The Commission on Infant Mortality

The Commission on Infant Mortality met Wednesday, October 11, for the first time in over a year and a half.  The commission focused on the work that began with the passage of Senate Bill 332, focusing on what has happened since the last meeting (April 28, 2016) and what the state has been doing regarding implementation of the bill. The commission heard testimony from Health Policy Institute of Ohio (HPIO), Moms2B, Ohio Department of Health (ODH), and Celebrate One.

HPIO testified on the details of the contract they were awarded by the Legislative Service Commission (LSC) as a part of Senate Bill 332, which specified more research to be conducted on social determinants of health and how they relate to infant mortality.
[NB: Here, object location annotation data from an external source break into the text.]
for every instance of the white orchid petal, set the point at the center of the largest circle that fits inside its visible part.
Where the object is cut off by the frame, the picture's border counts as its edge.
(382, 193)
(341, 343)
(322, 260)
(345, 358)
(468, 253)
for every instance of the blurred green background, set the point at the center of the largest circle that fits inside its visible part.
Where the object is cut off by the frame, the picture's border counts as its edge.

The report, due to LSC by December 1, will review policies and programs specific to infant mortality and housing, transportation, education, and employment.  Additionally, HPIO is charged with identifying opportunities to improve policies and programs, study impacts of state-funded rental assistance programs, and evaluate best practices from other states.  HPIO reported about the active involvement of stakeholders in the report.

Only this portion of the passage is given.